Nel modello culturale occidentale l’errore viene spesso inteso come sbaglio
e quindi come azione non corretta, che prevede spesso l’attribuzione di una
colpa. In questa logica, l’errore diventa lo scarto esperenziale ed
inspiegabile rispetto ad un modello dato, con la conseguenza di mettere in
campo azioni riparatrici per ristabilire il funzionamento di un modello
astratto. Ma se cominciassimo a concepire la realtà come un flusso in
divenire che non procede necessariamente secondo modelli imposti
dall’esterno ma che possiede un suo movimento interno nel quale possiamo
solo imparare a stare, allora anche l’errore assumerebbe altri significati.
In questa prospettiva saremmo più attenti ad osservare il potenziale che la
situazione esprime osservando quanto accade per sfruttare i “punti
d’appoggio” che troviamo in essa e decidere di conseguenza se agire o se
attendere. In mancanza di punti d’appoggio mi asterrò dall’intraprendere
un’azione e così avrò evitato l’errore, evitando anche l’imposizione di un
modello pensato in autonomia rispetto alla potenzialità della situazione.

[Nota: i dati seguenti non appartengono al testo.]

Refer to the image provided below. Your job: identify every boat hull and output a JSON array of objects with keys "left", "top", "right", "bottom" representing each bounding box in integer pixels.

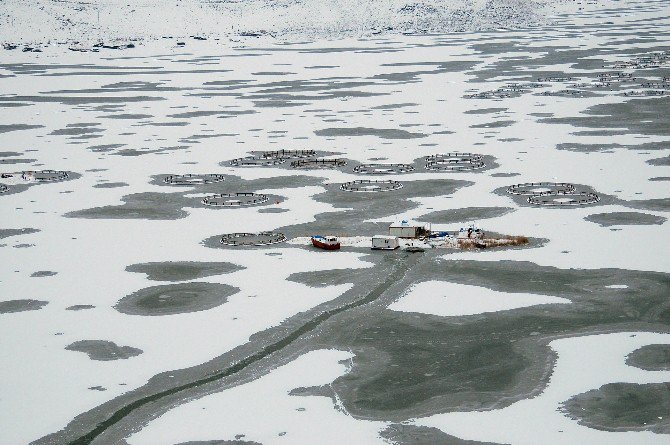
[{"left": 312, "top": 238, "right": 340, "bottom": 250}]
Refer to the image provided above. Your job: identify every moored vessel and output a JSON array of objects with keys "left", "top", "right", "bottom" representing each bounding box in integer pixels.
[{"left": 312, "top": 235, "right": 340, "bottom": 250}]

Là dove c’è un flusso di attività continua possiamo avere solo sequenze di
fatti e interruzioni di queste sequenze: chiamiamo perturbazioni tali
interruzioni ed errore il segnale di un’azione che influenza la situazione e
noi stessi, spesso contro il nostro volere. L’errore non c’è, almeno in
quanto sbaglio: e poi rispetto a quali parametri valutiamo un comportamento
come un errore? Come possiamo definire errore un passaggio ad un grado di
consapevolezza maggiore?
A questo proposito abbiamo trovato in un romanzo di Daniele Del Giudice uno
dei racconti più suggestivi e attinenti alla nostra concezione dell’errore
in quanto momento conoscitivo fondamentale. Vi rimandiamo alla lettura di
quelle pagine, ricordando una frase che riteniamo particolarmente
significativa soprattutto per il funzionamento ciclico e ricorsivo di APAModel: “ogni errore è una cicatrice, ma non evita la ricaduta” .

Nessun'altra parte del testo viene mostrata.